Recovering with the Operator

If you have deployed Veeam Kasten via the OperatorHub on an OpenShift cluster, the k10restore tool can be deployed via the Operator as described below. However, it is recommended to use either the Recovering Veeam Kasten from a Disaster via UI or Recovering Veeam Kasten from a Disaster via CLI process.

Recovering from a Veeam Kasten backup involves the following sequence of actions:

  1. Install a fresh Veeam Kasten instance.

  2. Configure a Location Profile from where the Veeam Kasten backup will be restored.

  3. Create a Kubernetes Secret named k10-dr-secret in the same namespace as the Veeam Kasten install, with the passphrase given when disaster recovery was enabled on the previous Veeam Kasten instance. The commands are detailed here.

  4. Create a K10restore instance. The required values are

    • Cluster ID - value given when disaster recovery was enabled on the previous Veeam Kasten instance.

    • Profile name - name of the Location Profile configured in Step 2.

    and the optional values are

    • Point in time - time (RFC3339) at which to evaluate restore data. Example "2022-01-02T15:04:05Z".

    • Resources to skip - can be used to skip restore of specific resources. Example "profile,policies".

    After recovery, deleting the k10restore instance is recommended.

Operator K10restore form view with Enable HashiCorp Vault set to False

../_images/dr_operator_passphrase.png

Operator K10restore form view with Enable HashiCorp Vault set to True

../_images/dr_operator_vault.png

Using the Restored Veeam Kasten in Place of the Original

The newly restored Veeam Kasten includes a safety mechanism to prevent it from performing critical background maintenance operations on backup data in storage. These operations are exclusive, meaning that there is only one Veeam Kasten instance should perform them one at a time. The DR-restored Veeam Kasten initially assumes that it does not have permission to perform these maintenance tasks. This assumption is made in case the original source, Veeam Kasten, is still running, especially during scenarios like testing the DR restore procedure in a secondary test cluster while the primary production Veeam Kasten is still active.
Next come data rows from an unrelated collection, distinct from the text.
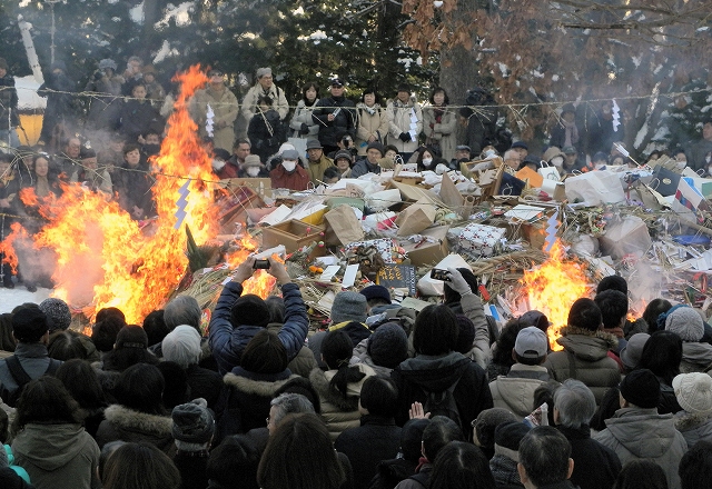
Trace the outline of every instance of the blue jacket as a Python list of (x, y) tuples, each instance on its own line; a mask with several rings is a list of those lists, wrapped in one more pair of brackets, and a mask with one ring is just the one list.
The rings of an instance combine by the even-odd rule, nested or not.
[[(304, 346), (309, 320), (297, 285), (285, 283), (281, 287), (281, 293), (285, 300), (285, 325), (277, 336), (287, 349), (287, 356), (291, 361)], [(212, 350), (212, 356), (217, 361), (218, 371), (221, 376), (240, 365), (243, 350), (245, 350), (249, 340), (264, 329), (259, 326), (250, 325), (234, 327), (230, 322), (230, 311), (235, 301), (241, 295), (243, 286), (240, 283), (228, 282), (220, 293), (210, 320), (210, 350)]]

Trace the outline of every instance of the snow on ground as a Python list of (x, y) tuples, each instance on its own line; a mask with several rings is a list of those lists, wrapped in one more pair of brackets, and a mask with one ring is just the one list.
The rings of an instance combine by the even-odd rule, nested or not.
[(16, 283), (14, 289), (6, 289), (0, 286), (0, 313), (12, 312), (17, 306), (24, 302), (40, 303), (49, 297), (50, 289), (37, 289), (37, 292), (28, 292), (23, 286)]

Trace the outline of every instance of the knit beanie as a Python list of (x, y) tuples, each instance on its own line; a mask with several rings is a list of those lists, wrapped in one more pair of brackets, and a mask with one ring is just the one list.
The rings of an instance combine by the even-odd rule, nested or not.
[(681, 373), (672, 379), (680, 407), (696, 415), (712, 412), (712, 377), (702, 372)]
[(175, 361), (182, 368), (197, 365), (200, 360), (200, 333), (192, 326), (177, 326), (164, 338), (161, 351), (166, 361)]
[(647, 369), (633, 370), (621, 381), (621, 396), (639, 408), (656, 408), (660, 399), (660, 380)]
[(626, 369), (633, 370), (637, 367), (643, 355), (643, 347), (649, 338), (650, 335), (646, 332), (636, 332), (627, 340), (627, 345), (621, 349), (621, 361)]
[(668, 315), (665, 329), (682, 338), (682, 341), (700, 341), (704, 336), (704, 323), (692, 308), (681, 307)]
[(269, 308), (265, 301), (254, 293), (240, 296), (233, 306), (233, 326), (259, 326), (269, 323)]
[(40, 302), (40, 310), (49, 319), (49, 331), (66, 330), (71, 325), (71, 311), (69, 306), (61, 299), (50, 297)]
[(208, 409), (207, 401), (202, 398), (176, 406), (171, 417), (174, 419), (172, 433), (179, 449), (181, 448), (179, 442), (208, 443), (215, 433), (215, 418)]
[(366, 351), (380, 367), (394, 369), (408, 358), (408, 337), (395, 322), (386, 322), (368, 337)]
[(494, 429), (494, 452), (520, 461), (520, 443), (532, 428), (523, 422), (503, 422)]
[(332, 306), (332, 322), (365, 322), (367, 317), (366, 298), (358, 292), (339, 292)]

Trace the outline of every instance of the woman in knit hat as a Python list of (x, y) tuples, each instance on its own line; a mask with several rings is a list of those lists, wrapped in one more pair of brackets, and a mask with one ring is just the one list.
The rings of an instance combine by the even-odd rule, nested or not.
[(698, 441), (712, 441), (712, 377), (702, 372), (681, 373), (672, 388), (682, 411), (675, 413), (675, 428), (692, 448)]

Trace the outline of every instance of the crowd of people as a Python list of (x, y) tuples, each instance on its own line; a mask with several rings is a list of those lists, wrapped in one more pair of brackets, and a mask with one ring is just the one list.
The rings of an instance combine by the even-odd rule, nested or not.
[[(299, 287), (243, 293), (207, 328), (190, 296), (142, 325), (60, 299), (0, 316), (0, 486), (106, 489), (712, 487), (712, 327), (663, 299), (627, 319), (604, 278), (550, 345), (545, 315), (500, 332), (448, 269), (422, 311), (369, 286), (309, 330)], [(552, 347), (556, 347), (554, 351)]]

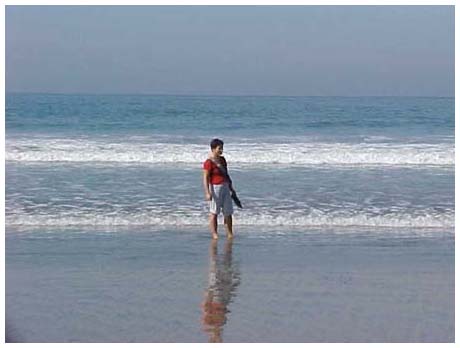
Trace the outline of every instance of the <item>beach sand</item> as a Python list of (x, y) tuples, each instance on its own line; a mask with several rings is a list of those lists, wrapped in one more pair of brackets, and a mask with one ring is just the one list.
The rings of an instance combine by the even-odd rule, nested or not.
[(454, 237), (7, 228), (11, 342), (453, 342)]

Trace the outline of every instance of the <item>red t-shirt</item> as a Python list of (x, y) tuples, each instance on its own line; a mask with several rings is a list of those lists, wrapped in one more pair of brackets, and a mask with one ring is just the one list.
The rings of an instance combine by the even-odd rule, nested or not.
[[(227, 167), (227, 161), (224, 157), (221, 157), (221, 163), (224, 167)], [(225, 182), (225, 177), (220, 173), (219, 168), (209, 158), (203, 163), (203, 169), (209, 171), (211, 174), (211, 184), (220, 185)]]

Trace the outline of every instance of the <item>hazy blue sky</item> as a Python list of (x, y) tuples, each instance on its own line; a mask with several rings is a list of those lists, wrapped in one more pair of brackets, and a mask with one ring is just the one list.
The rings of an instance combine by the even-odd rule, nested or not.
[(454, 6), (7, 6), (6, 90), (454, 95)]

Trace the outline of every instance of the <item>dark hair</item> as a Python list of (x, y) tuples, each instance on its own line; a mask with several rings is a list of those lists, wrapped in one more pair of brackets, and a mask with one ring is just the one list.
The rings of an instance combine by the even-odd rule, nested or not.
[(224, 146), (224, 142), (220, 139), (212, 139), (211, 150), (215, 149), (217, 146)]

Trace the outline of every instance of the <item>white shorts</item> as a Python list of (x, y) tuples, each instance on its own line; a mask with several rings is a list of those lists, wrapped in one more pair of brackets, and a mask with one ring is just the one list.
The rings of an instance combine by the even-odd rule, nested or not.
[(211, 214), (219, 215), (221, 210), (224, 216), (233, 214), (233, 202), (228, 183), (221, 185), (211, 184), (211, 195), (212, 199), (209, 202), (209, 212)]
If no other Veeam Kasten instances are accessing the same sets of backup data (i.e., the original Veeam Kasten has been uninstalled and only the new DR-restored Veeam Kasten remains), it can be signaled that the new Veeam Kasten is now eligible to take over the maintenance duties by deleting the following resource:

# Delete the k10-dr-remove-to-get-ownership configmap in the Kasten namespace.
$ kubectl delete configmap --namespace=kasten-io k10-dr-remove-to-get-ownership

Warning

It is critical that you delete this resource only when you are prepared to make the permanent cutover to the new DR-restored Veeam Kasten instance. Running multiple Veeam Kasten instances simultaneously, each assuming ownership, can corrupt backup data.